Secara deskriptif, tiga fase dapat dikenali pada urutan klinis
yang biasa. Pertama, glukosa plasma tetap normal meskipun terlihat resistensi insulin karena kadar insulin meningkat. Pada fase kedua, resistensi insulin cenderung memburuk sehingga meskipun konsentrasi insulin meningkat, tampak intoleransi glukosa dalam bentuk hiperglikemia setelah makan. Pada fase ketiga, resistensi insulin tidak berubah, tetapi sekresi insulin menurun, menyebabkan hiperglikemia puasa dan diabetes yang nyata. sekresi insulin abnormal resistensi terhadap kerja insulin pada jaringan sasaran Gambaran Klinis: Poliuria (peningkatan pengeluaran urine) Polidipsi (peningkatan rasa haus) akibat volume urine yang sangat besar dan keluarnya air yang menyebabkan dehidrasi ekstrasel.
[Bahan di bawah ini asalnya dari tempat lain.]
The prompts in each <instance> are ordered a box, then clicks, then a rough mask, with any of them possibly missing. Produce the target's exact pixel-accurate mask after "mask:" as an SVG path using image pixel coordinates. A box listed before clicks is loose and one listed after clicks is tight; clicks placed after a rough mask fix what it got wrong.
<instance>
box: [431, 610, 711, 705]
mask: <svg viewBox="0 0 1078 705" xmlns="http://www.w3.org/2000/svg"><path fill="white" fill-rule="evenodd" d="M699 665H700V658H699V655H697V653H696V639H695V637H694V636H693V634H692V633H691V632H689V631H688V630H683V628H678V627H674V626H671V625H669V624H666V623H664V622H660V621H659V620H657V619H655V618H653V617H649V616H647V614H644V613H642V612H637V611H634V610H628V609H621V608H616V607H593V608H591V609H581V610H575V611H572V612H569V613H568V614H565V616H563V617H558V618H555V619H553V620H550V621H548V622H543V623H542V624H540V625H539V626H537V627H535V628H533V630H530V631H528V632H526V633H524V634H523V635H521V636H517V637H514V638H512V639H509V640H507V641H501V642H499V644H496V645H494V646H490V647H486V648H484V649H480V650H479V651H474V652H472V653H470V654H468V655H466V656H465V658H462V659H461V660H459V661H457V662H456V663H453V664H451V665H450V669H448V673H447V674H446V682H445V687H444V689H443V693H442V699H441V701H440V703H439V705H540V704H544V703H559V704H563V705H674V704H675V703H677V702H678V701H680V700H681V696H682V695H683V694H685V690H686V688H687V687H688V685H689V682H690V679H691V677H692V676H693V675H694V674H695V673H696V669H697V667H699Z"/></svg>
Dehidrasi intrasel mengikuti dehidrasi ekstrasel karena air intrasel akan berdifusi keluar sel mengikuti penurunan gradient konsentrasi ke plasma yang hipertonik (konsentrasi tinggi). Dehidrasi intrasel menstimulasi pengeluaran hormone antidiuretic (ADH; vasopressin) dan menimbulkan rasa haus) Polifagia (peningkatan rasa lapar) akibat keadaan pascaabsorptif yang kronis, katabolisme protein dan lemak, dan kelaparan relative sel. Sering terjadi penurunan berat badan tanpa terapi. Rasa lelah dan kelemahan otot akibat katabolisme protein di otot dan ketidakmampuan sebagian besar sel untuk menggunakan glukosa sebagai energi. Aliran darah yang buruk pada pasien diabetes kronis juga berperan menyebabkan kelelahan.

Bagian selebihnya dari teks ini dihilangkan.